ACROS 2の増感スポットに関する追加質問について、今回のフィルムで発生した斑点と関連しているかどうかはわからない、一般論として以下の通り回答いたします。
フィルムなどの感光材料に接触すると増感スポットを引き起こすものは多数ありますが、身近にあるものとしては以下のものが挙げられます。
1) 金属成分を含む粉状の物質
代表的なものとしては(鉄)錆です。フィルム中の感光成分に影響を及ぼし光によって感光したのと同じような状態になります。カメラの内部でも起こる可能性があるため、定期的なチェックや清掃が対策としては有効です。
2) 硫黄を含む物質
硫黄はフィルムの製造で使われる増感剤の一種ですので、付着すると増感スポットの原因になります。それほど一般的なものではないが、温泉地では存在していると考えます。
以上、お役に立てば幸いに存じます。
wichershamさま
ご丁寧にありがとうございます。
そうでしたか、ACROSⅡでも同様の現象をご経験されていらっしゃるのですね。
「増感スポット」という言葉は知りませんでした。要は、何某かの物質(錆とか硫黄)がフィルムに付着したことで露光したような状態が生じる現象ということですね。しかし、私もそのような物質が付着するようなことは思い当たりません。

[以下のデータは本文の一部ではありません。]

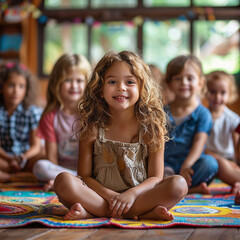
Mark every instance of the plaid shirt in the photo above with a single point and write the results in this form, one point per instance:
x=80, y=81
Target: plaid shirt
x=15, y=130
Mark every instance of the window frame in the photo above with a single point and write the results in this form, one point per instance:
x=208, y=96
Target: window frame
x=128, y=14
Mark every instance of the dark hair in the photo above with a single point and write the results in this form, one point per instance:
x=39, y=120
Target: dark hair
x=8, y=68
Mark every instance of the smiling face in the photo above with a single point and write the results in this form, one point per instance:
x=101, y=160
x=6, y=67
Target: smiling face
x=218, y=93
x=14, y=90
x=121, y=87
x=187, y=83
x=72, y=87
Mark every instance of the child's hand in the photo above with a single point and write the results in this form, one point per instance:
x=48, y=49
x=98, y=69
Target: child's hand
x=122, y=203
x=187, y=174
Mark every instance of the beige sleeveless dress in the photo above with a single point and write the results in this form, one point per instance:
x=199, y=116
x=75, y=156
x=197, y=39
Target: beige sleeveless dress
x=119, y=166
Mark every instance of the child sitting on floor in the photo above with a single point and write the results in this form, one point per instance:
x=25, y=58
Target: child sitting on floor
x=66, y=85
x=237, y=197
x=221, y=144
x=18, y=120
x=121, y=147
x=191, y=123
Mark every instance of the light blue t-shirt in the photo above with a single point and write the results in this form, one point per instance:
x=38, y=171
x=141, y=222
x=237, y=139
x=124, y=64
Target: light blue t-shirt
x=177, y=149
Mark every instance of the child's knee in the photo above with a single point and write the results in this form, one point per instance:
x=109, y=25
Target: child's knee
x=210, y=164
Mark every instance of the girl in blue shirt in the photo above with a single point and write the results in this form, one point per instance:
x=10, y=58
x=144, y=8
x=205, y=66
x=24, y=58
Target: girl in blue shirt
x=190, y=125
x=18, y=119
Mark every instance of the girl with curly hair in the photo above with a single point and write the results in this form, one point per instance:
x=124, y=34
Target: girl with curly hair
x=122, y=134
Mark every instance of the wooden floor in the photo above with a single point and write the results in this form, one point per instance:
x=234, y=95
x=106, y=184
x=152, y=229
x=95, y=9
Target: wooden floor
x=38, y=232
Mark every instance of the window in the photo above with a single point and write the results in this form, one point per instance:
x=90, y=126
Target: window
x=159, y=29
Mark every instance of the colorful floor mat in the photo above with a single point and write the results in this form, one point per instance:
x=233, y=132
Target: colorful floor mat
x=22, y=207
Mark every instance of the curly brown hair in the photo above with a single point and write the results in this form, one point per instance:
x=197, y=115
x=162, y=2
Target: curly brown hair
x=94, y=111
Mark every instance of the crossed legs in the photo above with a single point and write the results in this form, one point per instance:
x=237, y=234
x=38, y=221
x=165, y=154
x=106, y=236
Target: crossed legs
x=83, y=202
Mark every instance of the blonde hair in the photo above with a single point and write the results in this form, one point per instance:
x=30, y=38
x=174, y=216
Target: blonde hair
x=94, y=111
x=59, y=73
x=220, y=75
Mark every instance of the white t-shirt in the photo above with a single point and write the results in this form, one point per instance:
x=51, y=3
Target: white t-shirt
x=220, y=140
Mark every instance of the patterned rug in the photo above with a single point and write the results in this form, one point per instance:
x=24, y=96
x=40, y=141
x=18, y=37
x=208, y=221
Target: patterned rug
x=28, y=205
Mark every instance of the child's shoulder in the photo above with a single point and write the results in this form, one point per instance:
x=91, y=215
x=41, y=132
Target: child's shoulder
x=34, y=110
x=201, y=109
x=228, y=112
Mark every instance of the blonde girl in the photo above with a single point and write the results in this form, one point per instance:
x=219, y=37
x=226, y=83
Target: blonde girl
x=223, y=140
x=19, y=119
x=121, y=147
x=66, y=85
x=191, y=123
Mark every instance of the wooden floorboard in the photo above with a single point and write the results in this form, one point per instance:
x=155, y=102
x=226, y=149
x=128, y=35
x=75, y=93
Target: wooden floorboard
x=42, y=233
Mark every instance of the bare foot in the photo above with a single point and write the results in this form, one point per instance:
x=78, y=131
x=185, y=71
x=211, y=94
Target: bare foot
x=77, y=212
x=4, y=177
x=237, y=198
x=48, y=186
x=235, y=187
x=201, y=188
x=158, y=213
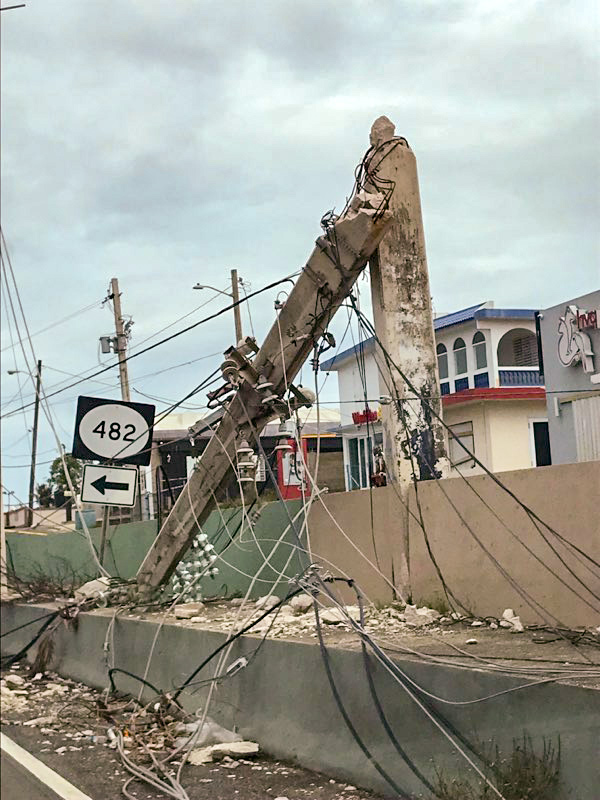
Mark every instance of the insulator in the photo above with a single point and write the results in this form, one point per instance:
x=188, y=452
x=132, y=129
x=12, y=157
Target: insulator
x=246, y=464
x=263, y=384
x=284, y=447
x=287, y=429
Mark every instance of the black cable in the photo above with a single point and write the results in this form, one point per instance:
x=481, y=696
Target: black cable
x=26, y=624
x=230, y=639
x=401, y=793
x=471, y=455
x=156, y=691
x=420, y=520
x=153, y=346
x=7, y=661
x=377, y=702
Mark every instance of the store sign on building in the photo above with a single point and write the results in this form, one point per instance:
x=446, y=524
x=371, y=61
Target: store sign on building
x=575, y=346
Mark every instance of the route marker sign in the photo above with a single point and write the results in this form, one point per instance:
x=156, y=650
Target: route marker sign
x=109, y=486
x=112, y=430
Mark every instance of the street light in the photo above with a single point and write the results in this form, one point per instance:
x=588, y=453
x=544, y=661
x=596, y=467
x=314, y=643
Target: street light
x=212, y=288
x=36, y=412
x=235, y=296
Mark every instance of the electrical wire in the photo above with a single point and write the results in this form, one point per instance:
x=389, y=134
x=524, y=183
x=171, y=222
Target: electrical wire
x=160, y=342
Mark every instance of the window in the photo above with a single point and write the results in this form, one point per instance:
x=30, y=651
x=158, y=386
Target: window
x=442, y=361
x=540, y=442
x=479, y=351
x=360, y=460
x=525, y=349
x=518, y=348
x=463, y=431
x=460, y=356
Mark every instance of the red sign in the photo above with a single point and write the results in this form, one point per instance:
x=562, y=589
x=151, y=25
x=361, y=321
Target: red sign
x=587, y=319
x=360, y=417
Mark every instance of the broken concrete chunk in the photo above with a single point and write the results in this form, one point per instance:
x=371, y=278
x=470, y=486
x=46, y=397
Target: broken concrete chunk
x=188, y=610
x=420, y=616
x=301, y=603
x=267, y=601
x=205, y=755
x=14, y=681
x=92, y=588
x=512, y=621
x=211, y=733
x=333, y=616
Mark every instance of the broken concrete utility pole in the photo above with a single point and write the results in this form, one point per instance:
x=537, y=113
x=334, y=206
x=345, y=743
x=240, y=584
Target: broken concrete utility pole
x=413, y=437
x=260, y=384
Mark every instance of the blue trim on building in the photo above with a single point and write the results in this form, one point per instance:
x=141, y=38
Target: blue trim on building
x=505, y=313
x=447, y=321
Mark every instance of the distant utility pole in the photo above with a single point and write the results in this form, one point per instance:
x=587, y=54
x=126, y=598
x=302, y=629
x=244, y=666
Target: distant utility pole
x=121, y=340
x=3, y=565
x=236, y=309
x=36, y=414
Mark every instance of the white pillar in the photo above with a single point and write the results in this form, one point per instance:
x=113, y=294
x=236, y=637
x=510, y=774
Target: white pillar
x=404, y=319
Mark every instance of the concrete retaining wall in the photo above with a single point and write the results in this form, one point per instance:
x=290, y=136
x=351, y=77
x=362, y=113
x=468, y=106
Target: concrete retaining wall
x=565, y=496
x=284, y=702
x=61, y=554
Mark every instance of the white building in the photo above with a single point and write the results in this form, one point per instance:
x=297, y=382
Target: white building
x=492, y=393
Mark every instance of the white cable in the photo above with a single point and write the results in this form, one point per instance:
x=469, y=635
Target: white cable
x=46, y=407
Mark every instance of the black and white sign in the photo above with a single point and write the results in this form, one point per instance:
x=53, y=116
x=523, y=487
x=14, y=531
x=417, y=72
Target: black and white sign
x=110, y=486
x=112, y=430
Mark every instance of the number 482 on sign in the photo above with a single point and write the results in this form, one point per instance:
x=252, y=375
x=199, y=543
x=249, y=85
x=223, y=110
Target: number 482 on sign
x=111, y=430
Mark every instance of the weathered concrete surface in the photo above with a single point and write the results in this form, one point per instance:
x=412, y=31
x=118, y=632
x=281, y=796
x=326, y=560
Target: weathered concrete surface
x=566, y=496
x=323, y=285
x=414, y=440
x=284, y=702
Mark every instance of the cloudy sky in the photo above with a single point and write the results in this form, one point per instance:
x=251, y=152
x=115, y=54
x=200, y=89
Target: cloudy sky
x=165, y=142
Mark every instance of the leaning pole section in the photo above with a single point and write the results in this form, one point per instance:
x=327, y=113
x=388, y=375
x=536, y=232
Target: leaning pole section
x=324, y=284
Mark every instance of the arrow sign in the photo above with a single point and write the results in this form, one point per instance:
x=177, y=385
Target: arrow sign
x=112, y=486
x=102, y=484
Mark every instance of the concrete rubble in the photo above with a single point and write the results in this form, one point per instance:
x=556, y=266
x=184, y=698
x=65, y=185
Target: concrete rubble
x=511, y=621
x=188, y=610
x=210, y=733
x=95, y=588
x=296, y=618
x=215, y=752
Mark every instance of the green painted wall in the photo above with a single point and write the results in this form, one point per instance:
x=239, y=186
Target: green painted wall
x=61, y=554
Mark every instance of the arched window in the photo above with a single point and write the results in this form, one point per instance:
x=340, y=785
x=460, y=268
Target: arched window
x=479, y=350
x=460, y=356
x=442, y=354
x=518, y=348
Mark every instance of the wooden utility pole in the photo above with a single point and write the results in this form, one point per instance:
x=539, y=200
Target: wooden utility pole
x=235, y=293
x=121, y=340
x=36, y=414
x=324, y=284
x=3, y=564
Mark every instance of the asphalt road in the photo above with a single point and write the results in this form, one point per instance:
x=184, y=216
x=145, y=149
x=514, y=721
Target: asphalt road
x=17, y=783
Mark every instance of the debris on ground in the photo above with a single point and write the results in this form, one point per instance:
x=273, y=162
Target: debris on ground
x=216, y=752
x=71, y=728
x=95, y=588
x=511, y=621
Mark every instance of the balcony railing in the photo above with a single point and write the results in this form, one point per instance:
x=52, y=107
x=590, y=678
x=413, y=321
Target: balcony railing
x=520, y=376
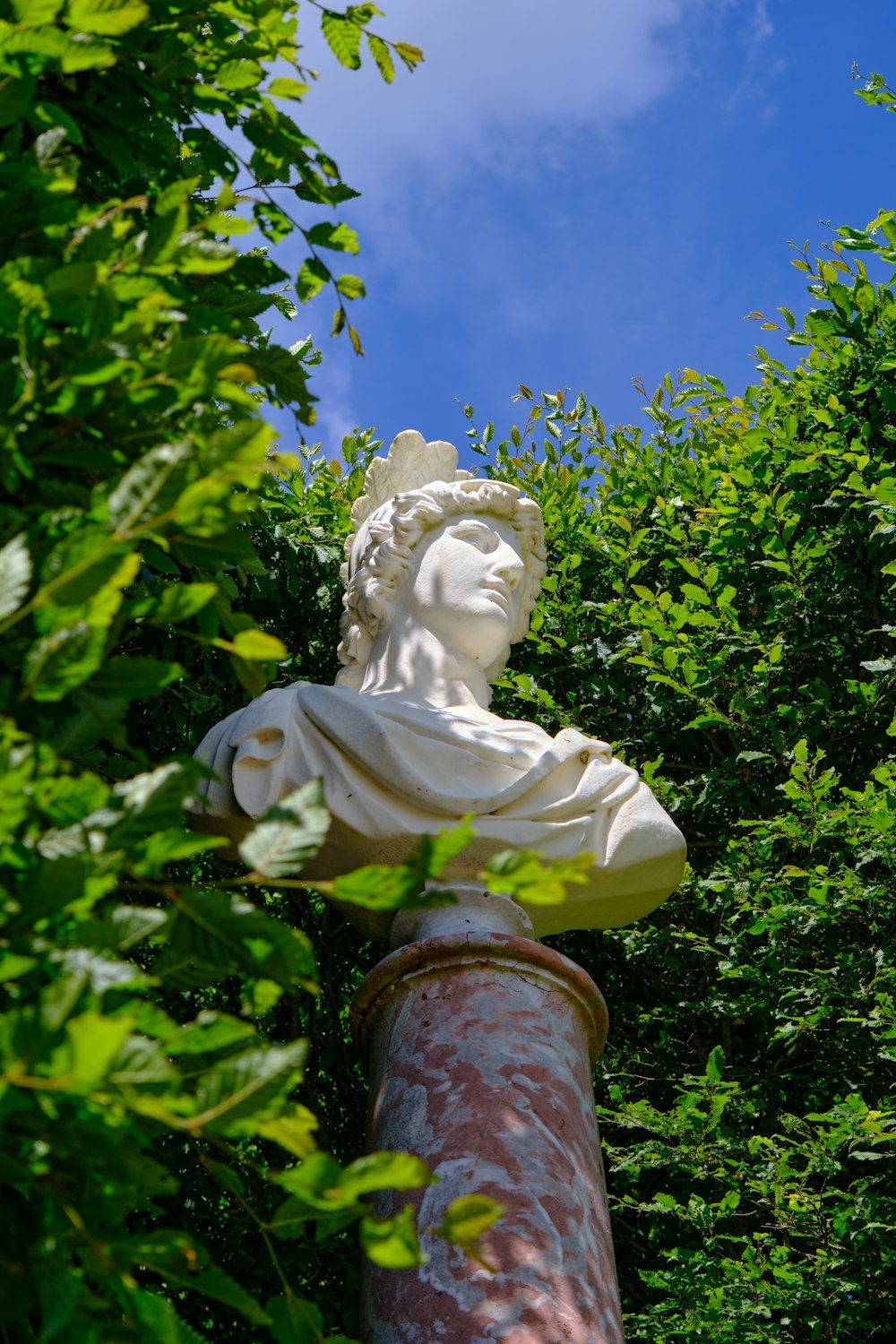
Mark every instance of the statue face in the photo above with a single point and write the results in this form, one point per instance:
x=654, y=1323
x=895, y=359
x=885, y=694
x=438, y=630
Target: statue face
x=468, y=585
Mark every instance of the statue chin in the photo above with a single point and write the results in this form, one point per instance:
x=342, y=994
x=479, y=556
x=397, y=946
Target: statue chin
x=443, y=572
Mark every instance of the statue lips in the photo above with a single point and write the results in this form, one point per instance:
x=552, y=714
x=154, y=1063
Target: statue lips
x=498, y=590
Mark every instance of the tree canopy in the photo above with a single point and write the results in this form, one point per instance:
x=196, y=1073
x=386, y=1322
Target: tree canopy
x=180, y=1107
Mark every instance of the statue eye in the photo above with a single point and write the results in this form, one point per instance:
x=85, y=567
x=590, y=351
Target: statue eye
x=477, y=534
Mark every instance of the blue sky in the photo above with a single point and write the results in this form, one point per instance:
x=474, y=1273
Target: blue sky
x=581, y=193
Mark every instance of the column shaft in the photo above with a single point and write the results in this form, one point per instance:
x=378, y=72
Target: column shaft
x=479, y=1050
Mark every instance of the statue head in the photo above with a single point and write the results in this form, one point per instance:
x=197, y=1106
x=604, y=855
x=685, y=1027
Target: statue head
x=409, y=496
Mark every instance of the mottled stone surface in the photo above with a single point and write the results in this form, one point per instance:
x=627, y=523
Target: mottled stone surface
x=479, y=1053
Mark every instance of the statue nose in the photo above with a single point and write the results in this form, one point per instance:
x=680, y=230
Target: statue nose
x=511, y=570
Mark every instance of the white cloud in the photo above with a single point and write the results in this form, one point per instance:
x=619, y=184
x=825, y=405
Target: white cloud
x=501, y=81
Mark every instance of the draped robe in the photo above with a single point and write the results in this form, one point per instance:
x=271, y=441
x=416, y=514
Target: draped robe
x=395, y=769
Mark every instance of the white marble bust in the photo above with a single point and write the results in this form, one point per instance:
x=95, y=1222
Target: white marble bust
x=443, y=574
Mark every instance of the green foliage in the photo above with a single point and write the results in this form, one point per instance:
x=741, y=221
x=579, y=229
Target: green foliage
x=151, y=1043
x=720, y=607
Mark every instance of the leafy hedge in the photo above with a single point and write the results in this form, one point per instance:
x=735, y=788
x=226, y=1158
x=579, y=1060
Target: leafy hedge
x=719, y=607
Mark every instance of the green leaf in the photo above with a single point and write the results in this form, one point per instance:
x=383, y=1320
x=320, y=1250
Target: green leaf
x=96, y=1040
x=382, y=56
x=177, y=1258
x=236, y=1096
x=134, y=679
x=295, y=1322
x=288, y=833
x=392, y=1242
x=349, y=287
x=343, y=37
x=158, y=1316
x=287, y=88
x=468, y=1218
x=715, y=1064
x=312, y=279
x=180, y=601
x=32, y=13
x=15, y=575
x=336, y=237
x=147, y=488
x=238, y=74
x=258, y=647
x=384, y=1171
x=107, y=18
x=516, y=873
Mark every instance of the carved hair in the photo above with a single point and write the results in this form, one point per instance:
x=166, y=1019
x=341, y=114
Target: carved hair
x=381, y=558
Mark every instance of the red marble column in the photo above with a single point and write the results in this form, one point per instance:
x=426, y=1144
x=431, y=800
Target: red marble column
x=479, y=1048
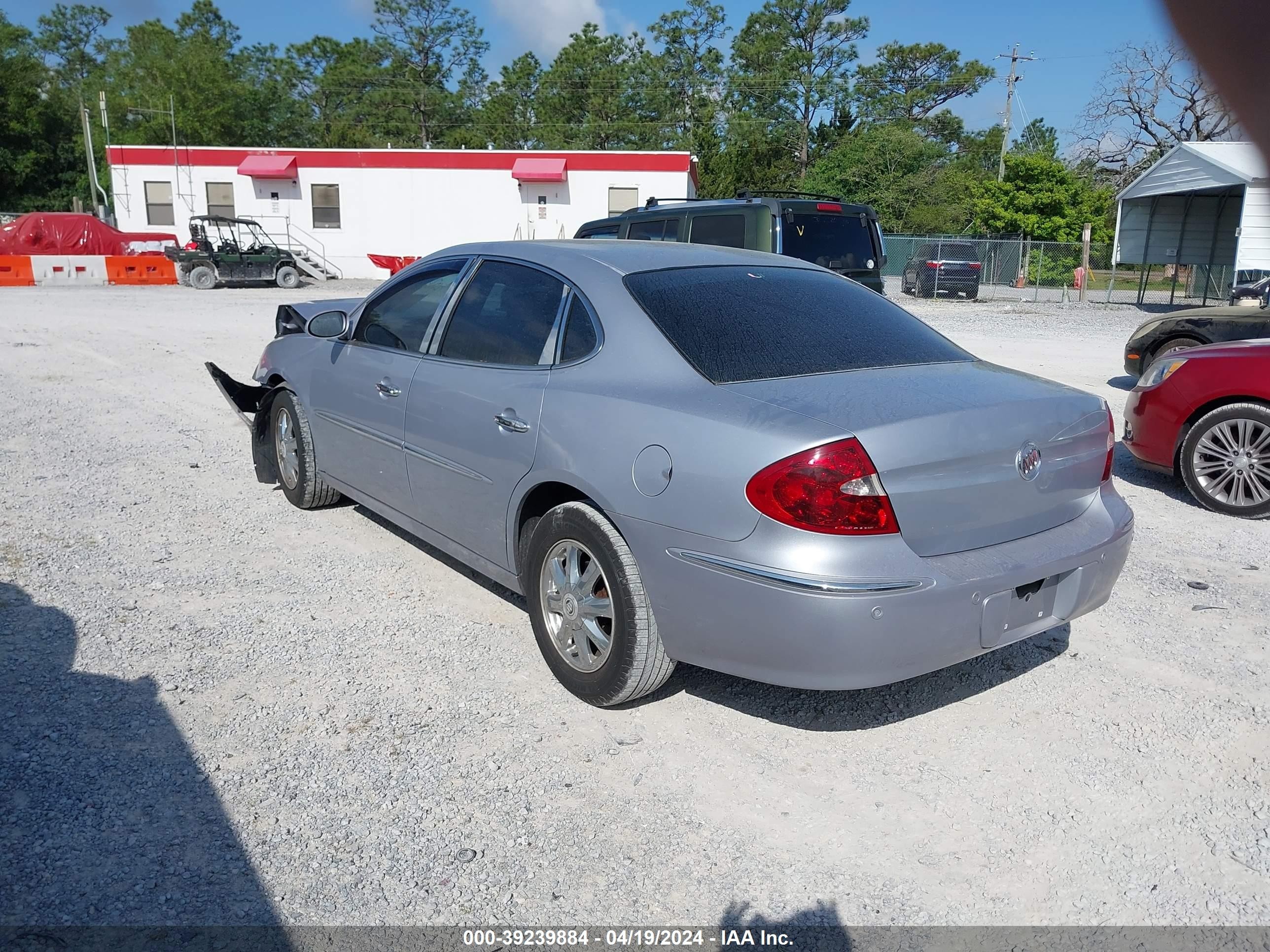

また、私が現像したフィルムもコマ間に斑点は確認できておりません。
富士フイルムの説明もイマイチ理解できないところがあるのですが、コマ間に増感スポットが確認されないということは、未露光状態ではこの現象は起きないというように読み取れます。しかし、原因となる物質が付着することで増感スポットが生じるのであれば、コマ間でも起きるのではないかと思います。
いずれにしても納得のいかない不可解な現象ですね。私もメーカーに問い合わせをしてみようと思っています。
貴重な情報をありがとうございました。